PARLEMENT BOUFFON

Publié dans LE DEVOIR du 14/12/2011

Souvenir d’un cirque honteux à l’Assemblée nationale

Yves MichaudLe 14 décembre 2000, 109 députés de l’Assemblée nationale du Québec s’avilissent en votant à l’unanimité une motion de blâme à l’égard d’un citoyen, en violation flagrante des droits fondamentaux de la personne : sans faire comparaître le citoyen, sans lui lire son acte d’accusation, sans lui assurer une défense pleine et entière.

Les conspirateurs de cette félonie – du jamais vu dans l’histoire de plusieurs siècles de parlementarisme-  sont Lucien Bouchard, ancien premier ministre et actuel lobbyiste du gaz de schiste, Jean Charest, actuel premier ministre, et le cauteleux Sylvain Simard, député de Sorel.

L’auteur des présentes lignes est le citoyen sali par le parlement de la nation. Il attend toujours de l’Assemblé nationale une modification de ses règlements prohibant à jamais un viol aussi public et éhonté de la réputation.  Des soixante-six (66) députés du Parti québécois qui ont participé à ce vote infamant, cinquante-neuf (59) se sont excusés.  Outre l’olibrius cité plus haut,  trois membres de la députation péquiste actuelle, Nicole Léger, Danielle Drolet, Claude Pinard, n’éprouvent aucun remords.  Madame Marois n’a pas réussi à amener le quatuor  délinquant à la moindre résipiscence. Discipline de parti à échelle variable ?

Parmi les autres égarés de la formation indépendantiste,  on retrouve l’ineffable François Legault, bégayeur de la langue française, géniteur du  parti « cacaquiste », hochet divertissant de deux millionnaires qui s’ennuient.  Suivent dans l’ordre, Diane Lemieux, Jacques Léonard, Serge Ménard, Guy Chevrette, Jacques Brassard, Maxime Arsenau, dont le sommeil ne semble pas troublé par leur vote irresponsable de l’époque.

Quarante-quatre (44) libéraux dévalués ont participé à  la goujaterie imbécile du 14 décembre 2000. Personne, dans ce qui fut jadis cette formation politique respectable, n’a exprimé le moindre regret d’avoir été partie prenante au cirque honteux d’il y a onze ans.
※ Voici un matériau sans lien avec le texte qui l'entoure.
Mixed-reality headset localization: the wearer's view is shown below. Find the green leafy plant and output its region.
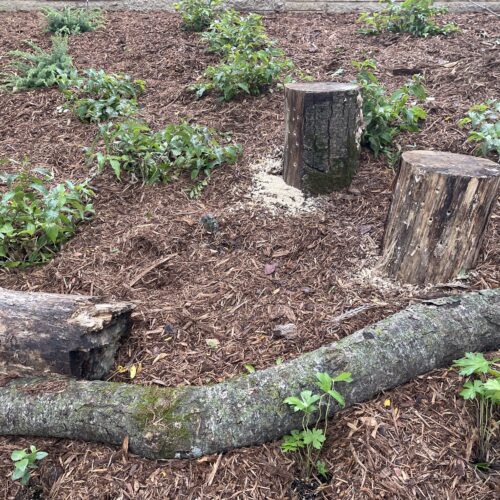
[174,0,223,31]
[0,36,74,92]
[201,9,273,55]
[353,60,427,156]
[10,445,48,486]
[358,0,459,37]
[191,48,294,101]
[0,165,94,267]
[458,99,500,156]
[454,352,500,470]
[59,69,145,123]
[94,120,241,197]
[281,372,352,478]
[42,7,104,35]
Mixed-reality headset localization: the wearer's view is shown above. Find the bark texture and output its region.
[283,82,362,195]
[383,151,500,284]
[0,288,133,379]
[0,289,500,458]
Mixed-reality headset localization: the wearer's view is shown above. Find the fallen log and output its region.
[0,288,133,379]
[0,289,500,458]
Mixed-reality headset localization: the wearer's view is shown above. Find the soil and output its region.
[0,8,500,499]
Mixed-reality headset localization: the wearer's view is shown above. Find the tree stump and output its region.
[0,288,134,379]
[382,151,500,284]
[283,82,362,195]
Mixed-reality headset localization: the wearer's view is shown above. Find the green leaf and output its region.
[10,449,26,462]
[460,380,484,399]
[303,429,326,450]
[16,458,29,472]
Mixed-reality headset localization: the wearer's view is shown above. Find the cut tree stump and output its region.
[0,288,134,379]
[283,82,362,195]
[381,151,500,285]
[0,289,500,458]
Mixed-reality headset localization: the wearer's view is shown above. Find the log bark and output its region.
[0,289,500,458]
[382,151,500,284]
[283,82,362,195]
[0,288,133,379]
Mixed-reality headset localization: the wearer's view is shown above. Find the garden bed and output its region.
[0,8,500,498]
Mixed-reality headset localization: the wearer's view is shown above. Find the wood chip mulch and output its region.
[0,8,500,499]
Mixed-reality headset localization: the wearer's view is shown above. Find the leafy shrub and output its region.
[459,99,500,156]
[95,121,240,197]
[358,0,459,37]
[42,7,104,35]
[201,9,272,55]
[174,0,223,31]
[281,372,352,478]
[10,445,48,486]
[0,167,93,267]
[454,352,500,470]
[353,60,427,156]
[59,69,145,123]
[1,36,74,92]
[191,48,294,101]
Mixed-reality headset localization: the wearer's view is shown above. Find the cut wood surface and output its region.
[0,288,133,379]
[383,151,500,284]
[0,289,500,458]
[283,82,362,194]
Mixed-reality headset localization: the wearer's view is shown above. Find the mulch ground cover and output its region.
[0,8,500,499]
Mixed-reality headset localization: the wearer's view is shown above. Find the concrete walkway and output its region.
[0,0,500,12]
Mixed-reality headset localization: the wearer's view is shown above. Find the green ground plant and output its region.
[174,0,223,32]
[59,69,145,123]
[93,120,241,197]
[201,9,273,56]
[42,7,104,35]
[10,445,48,486]
[191,48,294,101]
[454,352,500,470]
[458,99,500,156]
[358,0,459,37]
[0,164,94,267]
[281,372,352,479]
[353,59,427,156]
[0,36,74,92]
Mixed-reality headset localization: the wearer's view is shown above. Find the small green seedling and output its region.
[174,0,223,31]
[59,69,146,123]
[453,352,500,470]
[0,36,75,92]
[352,59,427,160]
[95,120,241,198]
[191,47,294,101]
[281,372,352,478]
[42,7,104,35]
[10,445,48,486]
[358,0,459,37]
[458,99,500,157]
[0,163,94,268]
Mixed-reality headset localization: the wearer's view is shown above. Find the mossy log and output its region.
[383,151,500,285]
[0,289,500,459]
[283,82,362,195]
[0,288,133,379]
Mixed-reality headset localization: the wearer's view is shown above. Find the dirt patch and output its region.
[0,8,500,498]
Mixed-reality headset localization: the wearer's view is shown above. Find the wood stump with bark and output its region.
[0,289,500,458]
[0,288,134,379]
[382,151,500,285]
[283,82,362,195]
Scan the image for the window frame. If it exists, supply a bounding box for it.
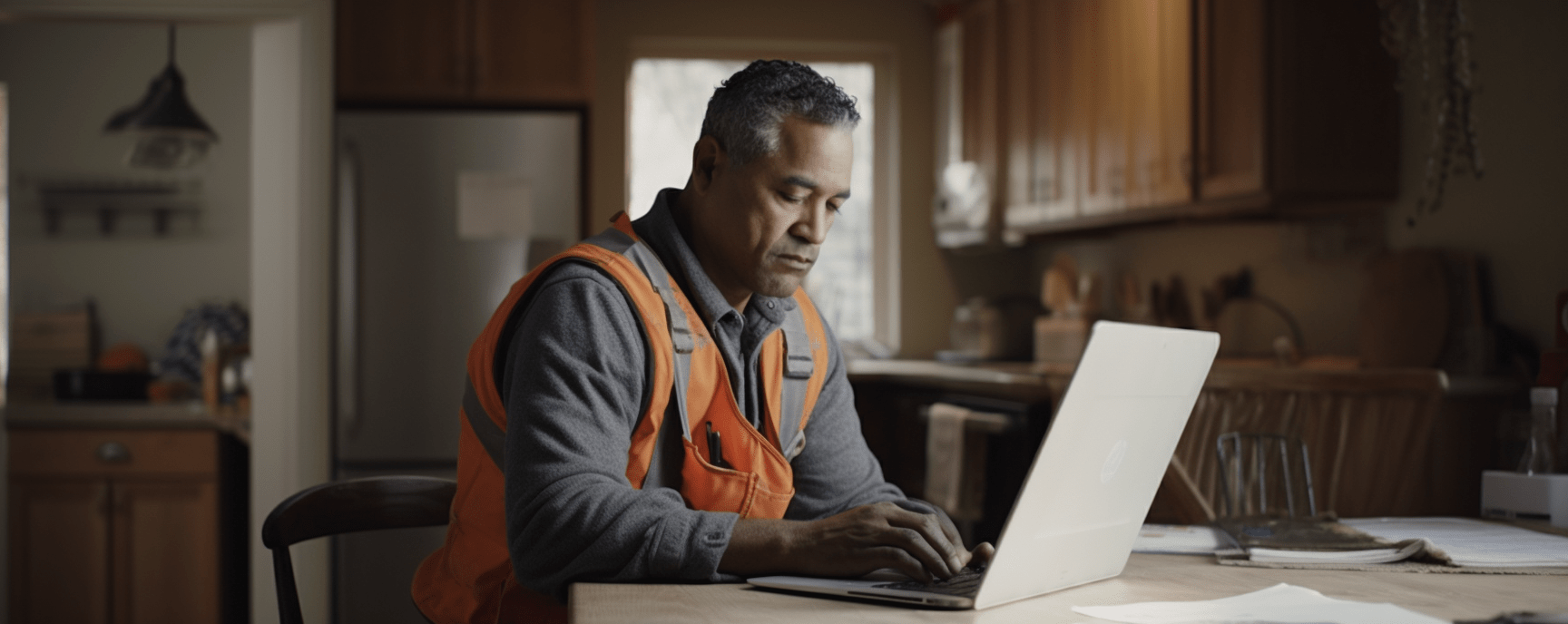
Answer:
[620,37,900,357]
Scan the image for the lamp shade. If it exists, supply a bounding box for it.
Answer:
[103,63,218,141]
[103,24,218,170]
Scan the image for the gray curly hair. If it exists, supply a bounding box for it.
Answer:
[701,61,861,166]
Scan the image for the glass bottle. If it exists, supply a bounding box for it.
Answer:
[1516,387,1557,475]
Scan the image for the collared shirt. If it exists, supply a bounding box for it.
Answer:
[632,188,795,428]
[489,191,908,602]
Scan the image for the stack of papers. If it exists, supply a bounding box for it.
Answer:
[1247,540,1432,563]
[1132,523,1225,555]
[1073,583,1447,624]
[1339,517,1568,568]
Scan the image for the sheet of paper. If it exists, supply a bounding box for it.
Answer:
[1073,583,1447,624]
[1132,523,1223,555]
[1340,517,1568,568]
[458,171,534,239]
[1247,540,1426,563]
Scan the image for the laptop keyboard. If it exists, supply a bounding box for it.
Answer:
[873,568,985,596]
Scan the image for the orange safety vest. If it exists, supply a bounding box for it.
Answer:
[412,215,828,624]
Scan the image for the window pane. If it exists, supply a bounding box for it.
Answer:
[627,58,877,340]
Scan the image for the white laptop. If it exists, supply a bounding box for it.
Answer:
[748,321,1220,609]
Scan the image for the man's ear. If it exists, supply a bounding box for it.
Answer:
[691,136,730,193]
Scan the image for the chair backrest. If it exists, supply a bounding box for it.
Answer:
[262,475,458,624]
[1215,433,1318,517]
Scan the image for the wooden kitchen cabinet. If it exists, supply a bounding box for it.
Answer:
[1196,0,1398,211]
[338,0,593,105]
[9,430,248,624]
[958,0,1398,245]
[997,0,1191,239]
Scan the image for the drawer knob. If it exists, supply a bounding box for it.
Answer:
[99,442,130,464]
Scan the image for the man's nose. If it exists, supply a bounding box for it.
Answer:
[790,202,833,245]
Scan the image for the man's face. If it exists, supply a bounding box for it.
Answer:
[690,118,855,310]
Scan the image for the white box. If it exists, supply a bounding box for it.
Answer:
[1480,471,1568,527]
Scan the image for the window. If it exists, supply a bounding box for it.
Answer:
[627,55,897,356]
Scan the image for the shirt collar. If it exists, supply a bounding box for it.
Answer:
[632,188,795,327]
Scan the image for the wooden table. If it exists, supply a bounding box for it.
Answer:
[571,555,1568,624]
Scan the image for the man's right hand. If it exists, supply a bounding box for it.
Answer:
[718,503,991,581]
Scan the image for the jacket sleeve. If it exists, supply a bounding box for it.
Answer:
[784,321,926,521]
[500,263,737,602]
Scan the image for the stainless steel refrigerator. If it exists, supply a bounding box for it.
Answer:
[334,112,583,624]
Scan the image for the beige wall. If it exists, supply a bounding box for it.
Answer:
[590,0,955,356]
[1387,0,1568,348]
[1009,0,1568,355]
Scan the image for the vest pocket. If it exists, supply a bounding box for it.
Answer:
[681,441,795,519]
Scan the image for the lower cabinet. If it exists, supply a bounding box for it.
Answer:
[9,430,250,624]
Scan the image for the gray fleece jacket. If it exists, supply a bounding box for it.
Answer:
[499,188,928,602]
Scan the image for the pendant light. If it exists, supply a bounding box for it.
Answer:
[103,24,218,170]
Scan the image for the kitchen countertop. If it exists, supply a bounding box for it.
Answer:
[3,402,250,445]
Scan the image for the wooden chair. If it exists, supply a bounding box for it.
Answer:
[262,475,458,624]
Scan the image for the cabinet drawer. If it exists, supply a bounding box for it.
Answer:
[11,430,218,477]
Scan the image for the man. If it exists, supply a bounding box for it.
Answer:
[414,61,989,624]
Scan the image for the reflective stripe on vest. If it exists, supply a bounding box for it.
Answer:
[412,215,828,624]
[463,228,816,470]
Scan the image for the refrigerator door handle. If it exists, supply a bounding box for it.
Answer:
[332,138,364,439]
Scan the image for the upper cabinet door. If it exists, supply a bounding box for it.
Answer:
[336,0,472,102]
[1137,0,1193,207]
[1196,0,1269,200]
[338,0,594,107]
[474,0,594,103]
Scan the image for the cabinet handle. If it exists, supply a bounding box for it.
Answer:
[99,442,130,464]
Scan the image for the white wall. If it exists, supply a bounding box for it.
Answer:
[0,0,332,622]
[0,22,250,357]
Surtout pas  l’actuel ministre de l’Injustice, Jean-Marc Fournier, hostile à toute forme de repentance et de correction des mœurs parlementaires, notamment les siennes qui ne sont pas un modèle d’élégance et de raffinement.

Ceux que Jupiter veut perdre, il les rend fous, dit le proverbe. Le 14 décembre 2000, une folie collective a frappé les prêtres de notre temple des lois. Onze ans après, les choses demeurent en l’état. Il y a encore de beaux jours à venir pour notre parlement bouffon.